A Constituição Federal do Brasil estabelece claramente que o Estado é laico, garantindo a liberdade de culto e a igualdade entre todas as religiões. A imposição da leitura da Bíblia nas escolas fere esse princípio fundamental, ao privilegiar uma única crença em detrimento das demais. É essencial lembrar que o Brasil é um país plural, com uma diversidade de crenças e tradições que enriquecem nossa sociedade.
Além disso, essa medida é vista como uma forma de preconceito contra outras religiões que também possuem livros sagrados e que merecem respeito e reconhecimento. A abordagem da educação deve ser inclusiva, promovendo o diálogo inter-religioso e o respeito à diversidade, em vez de fomentar a divisão e a intolerância.
A educação deve ser um espaço de aprendizado crítico e reflexão, onde os alunos possam desenvolver suas próprias opiniões e valores, sem imposições. A leitura da Bíblia, quando escolhida de forma voluntária e não obrigatória, pode ser uma experiência enriquecedora para aqueles que assim desejarem. No entanto, transformá-la em um material de apoio obrigatório nas escolas é um retrocesso que compromete a formação de cidadãos conscientes e respeitosos.

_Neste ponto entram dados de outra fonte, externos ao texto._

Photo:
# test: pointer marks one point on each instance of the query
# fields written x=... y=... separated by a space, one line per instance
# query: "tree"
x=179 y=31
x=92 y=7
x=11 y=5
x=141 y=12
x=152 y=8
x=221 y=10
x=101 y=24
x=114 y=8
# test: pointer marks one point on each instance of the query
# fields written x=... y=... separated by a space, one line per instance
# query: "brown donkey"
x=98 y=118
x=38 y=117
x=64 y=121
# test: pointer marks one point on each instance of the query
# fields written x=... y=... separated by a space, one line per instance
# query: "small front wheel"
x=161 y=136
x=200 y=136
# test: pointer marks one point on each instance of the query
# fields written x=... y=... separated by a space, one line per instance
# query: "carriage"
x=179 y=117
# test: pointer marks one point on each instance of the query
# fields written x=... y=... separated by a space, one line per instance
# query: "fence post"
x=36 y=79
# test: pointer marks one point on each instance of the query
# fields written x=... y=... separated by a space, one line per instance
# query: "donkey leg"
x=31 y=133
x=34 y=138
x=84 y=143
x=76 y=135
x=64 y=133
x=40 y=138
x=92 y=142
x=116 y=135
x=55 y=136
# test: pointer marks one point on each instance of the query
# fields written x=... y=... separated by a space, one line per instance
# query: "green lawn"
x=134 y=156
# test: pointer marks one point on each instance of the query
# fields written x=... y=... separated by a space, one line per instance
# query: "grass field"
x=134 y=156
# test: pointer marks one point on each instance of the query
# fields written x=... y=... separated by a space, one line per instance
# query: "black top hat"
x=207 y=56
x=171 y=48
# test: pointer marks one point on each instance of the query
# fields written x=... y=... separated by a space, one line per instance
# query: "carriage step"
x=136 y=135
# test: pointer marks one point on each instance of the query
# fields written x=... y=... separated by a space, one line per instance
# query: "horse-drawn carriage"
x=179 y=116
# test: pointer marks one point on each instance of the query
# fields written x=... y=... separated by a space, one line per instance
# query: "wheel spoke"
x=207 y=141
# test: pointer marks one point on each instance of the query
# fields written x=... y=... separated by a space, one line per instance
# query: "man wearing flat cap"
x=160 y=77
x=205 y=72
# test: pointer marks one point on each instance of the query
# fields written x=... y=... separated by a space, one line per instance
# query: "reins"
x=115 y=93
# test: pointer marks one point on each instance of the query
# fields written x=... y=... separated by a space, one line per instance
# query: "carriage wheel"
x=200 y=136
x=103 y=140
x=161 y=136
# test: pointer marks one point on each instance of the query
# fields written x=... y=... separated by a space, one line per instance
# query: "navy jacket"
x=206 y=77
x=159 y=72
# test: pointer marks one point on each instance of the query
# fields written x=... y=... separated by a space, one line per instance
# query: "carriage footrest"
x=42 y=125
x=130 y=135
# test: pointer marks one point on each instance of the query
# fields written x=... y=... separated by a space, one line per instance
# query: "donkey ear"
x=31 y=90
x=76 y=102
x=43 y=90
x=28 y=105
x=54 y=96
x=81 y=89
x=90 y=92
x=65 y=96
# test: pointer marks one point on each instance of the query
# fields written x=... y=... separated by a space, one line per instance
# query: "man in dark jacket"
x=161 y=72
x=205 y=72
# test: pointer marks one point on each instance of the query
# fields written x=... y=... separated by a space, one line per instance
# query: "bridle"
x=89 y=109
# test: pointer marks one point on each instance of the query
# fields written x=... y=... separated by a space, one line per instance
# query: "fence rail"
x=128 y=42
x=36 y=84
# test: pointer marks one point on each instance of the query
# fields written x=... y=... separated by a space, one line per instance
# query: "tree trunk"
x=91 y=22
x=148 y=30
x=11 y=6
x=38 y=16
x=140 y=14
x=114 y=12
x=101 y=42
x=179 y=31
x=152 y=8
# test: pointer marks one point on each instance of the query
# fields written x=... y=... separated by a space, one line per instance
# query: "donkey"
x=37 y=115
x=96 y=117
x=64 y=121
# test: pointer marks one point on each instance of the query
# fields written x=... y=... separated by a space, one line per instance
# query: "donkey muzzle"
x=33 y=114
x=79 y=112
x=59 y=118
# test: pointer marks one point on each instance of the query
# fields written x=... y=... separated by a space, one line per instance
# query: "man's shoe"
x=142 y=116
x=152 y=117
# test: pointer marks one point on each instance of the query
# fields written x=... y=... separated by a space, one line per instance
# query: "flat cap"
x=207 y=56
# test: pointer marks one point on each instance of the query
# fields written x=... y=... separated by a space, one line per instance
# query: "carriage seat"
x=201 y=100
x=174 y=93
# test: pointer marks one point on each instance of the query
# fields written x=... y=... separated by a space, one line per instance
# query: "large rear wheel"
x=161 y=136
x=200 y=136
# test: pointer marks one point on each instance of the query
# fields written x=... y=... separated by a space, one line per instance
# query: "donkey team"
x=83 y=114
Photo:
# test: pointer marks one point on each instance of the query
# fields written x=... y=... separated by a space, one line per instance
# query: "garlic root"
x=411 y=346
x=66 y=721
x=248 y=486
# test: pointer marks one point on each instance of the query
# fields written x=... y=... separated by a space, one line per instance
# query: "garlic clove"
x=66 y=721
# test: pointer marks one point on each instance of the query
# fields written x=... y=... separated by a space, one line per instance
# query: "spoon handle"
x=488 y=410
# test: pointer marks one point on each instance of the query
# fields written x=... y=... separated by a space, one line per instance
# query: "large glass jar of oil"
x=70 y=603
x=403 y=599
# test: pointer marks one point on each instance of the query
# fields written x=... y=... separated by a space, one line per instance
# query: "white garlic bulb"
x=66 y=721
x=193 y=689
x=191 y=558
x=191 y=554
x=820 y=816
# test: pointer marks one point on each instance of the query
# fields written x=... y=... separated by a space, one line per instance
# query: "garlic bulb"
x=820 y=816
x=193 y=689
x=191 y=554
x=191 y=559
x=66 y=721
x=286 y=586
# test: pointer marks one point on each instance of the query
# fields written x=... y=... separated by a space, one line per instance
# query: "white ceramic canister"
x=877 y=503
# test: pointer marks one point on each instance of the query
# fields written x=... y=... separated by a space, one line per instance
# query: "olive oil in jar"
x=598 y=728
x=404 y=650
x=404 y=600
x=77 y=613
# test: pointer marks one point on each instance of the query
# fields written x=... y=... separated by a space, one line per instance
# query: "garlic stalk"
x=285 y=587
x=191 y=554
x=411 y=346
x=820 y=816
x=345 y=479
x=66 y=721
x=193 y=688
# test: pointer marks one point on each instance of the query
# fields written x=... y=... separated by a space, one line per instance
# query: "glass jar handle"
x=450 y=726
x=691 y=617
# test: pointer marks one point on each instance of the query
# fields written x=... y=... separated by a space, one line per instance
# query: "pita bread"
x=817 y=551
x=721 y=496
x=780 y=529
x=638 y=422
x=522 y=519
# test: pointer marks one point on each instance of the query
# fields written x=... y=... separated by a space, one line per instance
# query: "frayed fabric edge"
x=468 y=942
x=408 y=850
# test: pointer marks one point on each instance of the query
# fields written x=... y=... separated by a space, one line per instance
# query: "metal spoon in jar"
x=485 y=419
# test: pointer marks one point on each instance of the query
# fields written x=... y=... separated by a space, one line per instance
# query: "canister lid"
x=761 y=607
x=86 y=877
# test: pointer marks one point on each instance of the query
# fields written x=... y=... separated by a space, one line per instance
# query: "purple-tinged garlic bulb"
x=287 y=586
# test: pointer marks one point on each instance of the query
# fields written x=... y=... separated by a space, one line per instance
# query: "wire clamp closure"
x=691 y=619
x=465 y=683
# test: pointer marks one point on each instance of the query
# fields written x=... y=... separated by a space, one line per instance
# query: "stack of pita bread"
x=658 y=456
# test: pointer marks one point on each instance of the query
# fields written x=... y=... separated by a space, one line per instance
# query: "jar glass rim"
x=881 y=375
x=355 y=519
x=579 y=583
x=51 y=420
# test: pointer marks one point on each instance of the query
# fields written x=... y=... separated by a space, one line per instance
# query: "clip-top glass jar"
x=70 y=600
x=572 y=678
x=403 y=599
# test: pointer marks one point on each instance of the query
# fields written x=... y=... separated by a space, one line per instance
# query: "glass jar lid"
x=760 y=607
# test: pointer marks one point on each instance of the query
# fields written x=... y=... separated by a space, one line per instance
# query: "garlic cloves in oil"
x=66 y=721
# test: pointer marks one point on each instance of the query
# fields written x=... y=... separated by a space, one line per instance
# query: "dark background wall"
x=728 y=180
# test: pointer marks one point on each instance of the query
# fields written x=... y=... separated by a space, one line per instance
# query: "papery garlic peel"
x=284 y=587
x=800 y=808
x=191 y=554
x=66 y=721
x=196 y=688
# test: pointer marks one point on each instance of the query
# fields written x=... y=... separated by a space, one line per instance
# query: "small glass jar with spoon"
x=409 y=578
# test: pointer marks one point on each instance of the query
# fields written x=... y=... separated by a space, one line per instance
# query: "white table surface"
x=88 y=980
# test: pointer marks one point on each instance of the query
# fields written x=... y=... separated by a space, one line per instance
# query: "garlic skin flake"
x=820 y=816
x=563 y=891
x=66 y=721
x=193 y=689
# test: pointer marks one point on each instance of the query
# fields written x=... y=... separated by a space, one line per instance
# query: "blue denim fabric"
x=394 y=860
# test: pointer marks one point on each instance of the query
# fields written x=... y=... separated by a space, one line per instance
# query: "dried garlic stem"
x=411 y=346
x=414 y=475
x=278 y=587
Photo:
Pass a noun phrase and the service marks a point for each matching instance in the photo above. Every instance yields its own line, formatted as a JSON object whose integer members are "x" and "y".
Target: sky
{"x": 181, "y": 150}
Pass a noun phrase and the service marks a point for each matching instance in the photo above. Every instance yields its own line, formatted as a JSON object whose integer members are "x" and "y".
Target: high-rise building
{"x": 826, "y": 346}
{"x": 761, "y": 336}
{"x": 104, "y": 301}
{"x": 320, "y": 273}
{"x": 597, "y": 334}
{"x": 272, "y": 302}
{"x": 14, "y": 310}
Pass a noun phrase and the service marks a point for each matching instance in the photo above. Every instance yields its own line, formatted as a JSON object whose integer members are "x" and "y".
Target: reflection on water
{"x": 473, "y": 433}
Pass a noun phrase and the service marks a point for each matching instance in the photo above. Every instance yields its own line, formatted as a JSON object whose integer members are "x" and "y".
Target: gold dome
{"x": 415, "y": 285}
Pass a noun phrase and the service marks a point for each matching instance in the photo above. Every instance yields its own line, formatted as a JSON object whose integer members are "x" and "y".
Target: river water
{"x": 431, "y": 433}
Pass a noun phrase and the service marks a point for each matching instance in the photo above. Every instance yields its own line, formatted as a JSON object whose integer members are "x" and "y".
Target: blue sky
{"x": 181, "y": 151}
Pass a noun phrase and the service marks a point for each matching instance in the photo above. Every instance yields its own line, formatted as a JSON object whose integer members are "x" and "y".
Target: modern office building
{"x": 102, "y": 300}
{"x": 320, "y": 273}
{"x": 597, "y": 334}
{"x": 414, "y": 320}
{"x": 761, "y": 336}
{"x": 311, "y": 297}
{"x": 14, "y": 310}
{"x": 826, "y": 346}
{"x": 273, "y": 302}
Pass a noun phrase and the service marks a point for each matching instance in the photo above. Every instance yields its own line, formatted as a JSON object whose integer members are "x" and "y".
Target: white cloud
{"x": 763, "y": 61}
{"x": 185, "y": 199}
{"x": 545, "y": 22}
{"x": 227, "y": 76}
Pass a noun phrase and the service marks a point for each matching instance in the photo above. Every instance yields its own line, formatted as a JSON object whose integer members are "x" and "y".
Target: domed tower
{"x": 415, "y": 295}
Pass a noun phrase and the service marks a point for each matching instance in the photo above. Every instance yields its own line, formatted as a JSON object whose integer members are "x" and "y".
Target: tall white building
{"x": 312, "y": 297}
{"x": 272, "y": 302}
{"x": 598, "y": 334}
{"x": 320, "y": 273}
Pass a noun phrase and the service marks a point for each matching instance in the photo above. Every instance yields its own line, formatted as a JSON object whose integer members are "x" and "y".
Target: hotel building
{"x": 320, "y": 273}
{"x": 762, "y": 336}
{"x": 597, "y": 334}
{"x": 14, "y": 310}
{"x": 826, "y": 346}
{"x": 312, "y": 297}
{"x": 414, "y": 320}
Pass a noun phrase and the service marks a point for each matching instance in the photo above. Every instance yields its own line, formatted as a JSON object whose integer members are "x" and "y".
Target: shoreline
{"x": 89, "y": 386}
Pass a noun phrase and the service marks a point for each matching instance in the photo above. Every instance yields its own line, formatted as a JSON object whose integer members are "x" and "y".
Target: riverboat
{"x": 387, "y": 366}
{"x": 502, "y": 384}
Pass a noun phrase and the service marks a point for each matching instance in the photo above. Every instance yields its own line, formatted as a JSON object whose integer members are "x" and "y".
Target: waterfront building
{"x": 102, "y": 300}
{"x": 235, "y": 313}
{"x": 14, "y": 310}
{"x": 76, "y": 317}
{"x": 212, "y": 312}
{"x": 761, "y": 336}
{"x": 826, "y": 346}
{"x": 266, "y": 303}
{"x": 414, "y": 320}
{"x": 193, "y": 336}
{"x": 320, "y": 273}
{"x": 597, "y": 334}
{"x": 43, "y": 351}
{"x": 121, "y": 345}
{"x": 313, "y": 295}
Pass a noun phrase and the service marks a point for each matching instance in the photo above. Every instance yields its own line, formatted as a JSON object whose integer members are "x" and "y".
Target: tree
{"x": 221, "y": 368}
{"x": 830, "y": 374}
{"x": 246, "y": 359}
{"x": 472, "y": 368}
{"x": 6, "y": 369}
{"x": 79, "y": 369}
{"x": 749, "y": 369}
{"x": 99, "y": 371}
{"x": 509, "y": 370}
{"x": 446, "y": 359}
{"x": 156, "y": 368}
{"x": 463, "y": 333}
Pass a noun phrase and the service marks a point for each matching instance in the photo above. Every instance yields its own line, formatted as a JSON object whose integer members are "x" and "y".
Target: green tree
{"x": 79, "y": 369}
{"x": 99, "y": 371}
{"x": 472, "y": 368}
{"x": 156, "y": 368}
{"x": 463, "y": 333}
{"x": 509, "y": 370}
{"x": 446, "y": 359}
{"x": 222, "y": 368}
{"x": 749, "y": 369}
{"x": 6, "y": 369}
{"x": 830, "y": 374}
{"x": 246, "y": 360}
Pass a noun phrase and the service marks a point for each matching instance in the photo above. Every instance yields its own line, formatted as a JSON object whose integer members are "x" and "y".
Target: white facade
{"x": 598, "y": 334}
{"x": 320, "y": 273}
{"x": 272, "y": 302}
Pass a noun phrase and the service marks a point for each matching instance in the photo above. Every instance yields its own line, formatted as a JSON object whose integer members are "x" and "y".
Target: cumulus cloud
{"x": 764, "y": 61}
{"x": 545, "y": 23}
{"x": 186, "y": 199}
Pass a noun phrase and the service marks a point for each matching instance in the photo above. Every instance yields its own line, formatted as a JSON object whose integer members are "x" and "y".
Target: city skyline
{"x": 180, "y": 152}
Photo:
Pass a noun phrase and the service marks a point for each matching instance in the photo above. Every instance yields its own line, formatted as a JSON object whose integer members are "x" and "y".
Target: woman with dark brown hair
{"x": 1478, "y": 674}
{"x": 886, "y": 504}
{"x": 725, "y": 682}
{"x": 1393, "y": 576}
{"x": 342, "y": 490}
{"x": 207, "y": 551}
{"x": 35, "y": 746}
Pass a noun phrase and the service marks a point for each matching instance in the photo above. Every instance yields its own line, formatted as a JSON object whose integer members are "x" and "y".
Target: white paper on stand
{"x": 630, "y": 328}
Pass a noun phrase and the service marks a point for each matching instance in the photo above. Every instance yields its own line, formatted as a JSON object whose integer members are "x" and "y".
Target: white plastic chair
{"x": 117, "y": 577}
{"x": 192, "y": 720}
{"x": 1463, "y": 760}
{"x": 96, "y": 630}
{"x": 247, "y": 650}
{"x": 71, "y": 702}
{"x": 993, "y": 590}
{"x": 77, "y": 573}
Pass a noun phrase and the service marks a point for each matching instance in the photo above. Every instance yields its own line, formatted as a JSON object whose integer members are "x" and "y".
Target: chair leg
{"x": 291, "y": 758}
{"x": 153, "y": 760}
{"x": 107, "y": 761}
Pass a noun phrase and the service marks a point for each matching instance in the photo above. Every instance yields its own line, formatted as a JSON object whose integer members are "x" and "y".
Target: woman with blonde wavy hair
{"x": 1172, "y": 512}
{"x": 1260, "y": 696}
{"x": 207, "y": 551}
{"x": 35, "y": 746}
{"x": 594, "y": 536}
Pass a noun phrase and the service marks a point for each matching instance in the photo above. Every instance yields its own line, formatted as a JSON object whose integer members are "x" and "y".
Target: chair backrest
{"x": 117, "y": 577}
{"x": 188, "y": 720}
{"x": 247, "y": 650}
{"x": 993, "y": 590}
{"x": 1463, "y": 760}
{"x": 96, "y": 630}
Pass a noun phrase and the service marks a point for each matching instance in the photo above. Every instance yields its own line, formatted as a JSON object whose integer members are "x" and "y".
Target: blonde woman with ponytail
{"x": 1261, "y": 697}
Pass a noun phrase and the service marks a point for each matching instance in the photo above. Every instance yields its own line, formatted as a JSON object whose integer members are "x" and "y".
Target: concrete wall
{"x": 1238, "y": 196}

A aprovação desse projeto revela uma visão estreita e dogmática da educação, influenciada pela forte atuação de vereadores evangélicos e de extrema direita que ignoram a pluralidade cultural e religiosa do Brasil e que obviamente buscam agradar uma parcela significativa de eleitores e se comunicarem com sua bolha. É imprescindível que os educadores e a sociedade civil se mobilizem para garantir que a laicidade do Estado seja respeitada e que a educação permaneça um espaço de liberdade, respeito e diversidade.
É dever das autoridades e da sociedade evoluída defender a educação inclusiva e um Estado laico e sem distinção de qualquer natureza. A luta por uma educação que respeite todas as crenças e promova o diálogo é crucial para o fortalecimento da democracia e da convivência pacífica entre os cidadãos. A sociedade espera que os vereadores, representantes do povo na Câmara, trabalhem em favor da população e foquem suas energias na solução das reais necessidades e demandas de nossa cidade.